26. Solid barium nitrate b) hydrogen iodide gas
c) liquid hydrogen nitrite d) solid strontium hydroxide
27. Write dissociation equations for the 6 strong acids.
28. Indicate whether each of the following compounds acts as an electrolyte when dissolved in water.
a)sulphuric acid b) ethanol c) glucose d) sodium nitrate
29.Know the meaning of each of the following terms:
solution, solute, solvent, aqueous solution, dilute solution, concentrated solution, saturated solution, unsaturated solution, supersaturated solution, dynamic equilibrium, solubility,
acidic solution, basic solution and neutral solution.
30.What is the molar concentration of a solution in which 120.0 g of sodium hydrogen sulfite, NaHSO3, is dissolved in water to form 8.00 L of solution?
31. Find the number of moles of sodium phosphate in 6.00 L of a 0.0125 mol/L cleaning solution.
32. What volume of 2.50 mol/L sulfuric acid solution would contain 2.00 mol of sulfuric acid?
33.What mass of sodium hydroxide is required to prepare 400.0 mL of a 0.200 mol/L cleaning solution?
34.What volume of a 1.0 mol/L calcium chloride solution could be prepared from 1.00 kg of CaCl 2
35.What is the concentration of a lithium nitrate solution that contains 2.50 mol of lithium nitrate dissolved in water to a final volume of 750.0 mL?
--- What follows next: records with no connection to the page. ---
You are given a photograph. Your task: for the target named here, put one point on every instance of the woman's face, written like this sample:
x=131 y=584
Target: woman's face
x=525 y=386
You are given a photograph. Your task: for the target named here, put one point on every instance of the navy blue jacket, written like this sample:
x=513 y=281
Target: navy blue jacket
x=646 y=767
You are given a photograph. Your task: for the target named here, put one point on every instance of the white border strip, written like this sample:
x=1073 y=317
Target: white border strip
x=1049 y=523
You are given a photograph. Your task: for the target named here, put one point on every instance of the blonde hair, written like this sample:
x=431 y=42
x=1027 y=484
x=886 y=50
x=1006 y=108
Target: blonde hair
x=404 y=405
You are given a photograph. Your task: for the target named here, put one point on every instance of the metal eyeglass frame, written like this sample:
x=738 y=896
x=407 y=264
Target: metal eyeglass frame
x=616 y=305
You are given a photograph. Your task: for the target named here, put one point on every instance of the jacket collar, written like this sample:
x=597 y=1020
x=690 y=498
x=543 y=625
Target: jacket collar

36.An ammonia solution was made by diluting 150.0 mL of a 4.50 mol/L concentrated solution until the final volume reached 1000.0 mL. What was the final molar concentration?
37.What volume of 0.250 mol/L nitric acid solution is required to prepare 320.0 mL of a 0.030 mol/L solution of this acid?
38.What is the molar concentration of a sodium hydrogen carbonate solution which has 3.57 mmol of sodium hydrogen carbonate dissolved in water to make 240.0 mL of solution?
39.In a chemical analysis, a 25.0 mL sample was diluted to 500.0 mL and analyzed. If the diluted solution had a molar concentration of 0.108 mol/L, what was the molar concentration of the original sample?
40.Find the concentration of each ion in the following aqueous solutions(assume they dissociate):
a) 0.25 mol/L aluminum sulftae b) 2.35 mol/L calcium nitrate
41.What is the concentration of ions in a CaBr2 solution prepared by dissolving 18.2g of the solid in water to a final volume of 300.0 mL?
42. What mass of cobalt(II)chloride is needed to prepare a 1.50L of solution that contains 0.109 mol/L Cl -(aq) ions?
43. Find the mass of solid silver chromate that forms when 50.0 mL of 0.100mol/L silver nitrate reacts with 25.0 mL of 0.150 mol/L sodium chromate.
44. Find the maximum mass of precipitate that can form when 8.76g of sodium sulphide is added to 350.0 mL of 0.250 mol/L lead(II)nitrate solution. If 16.2g are recovered, what is the % yield?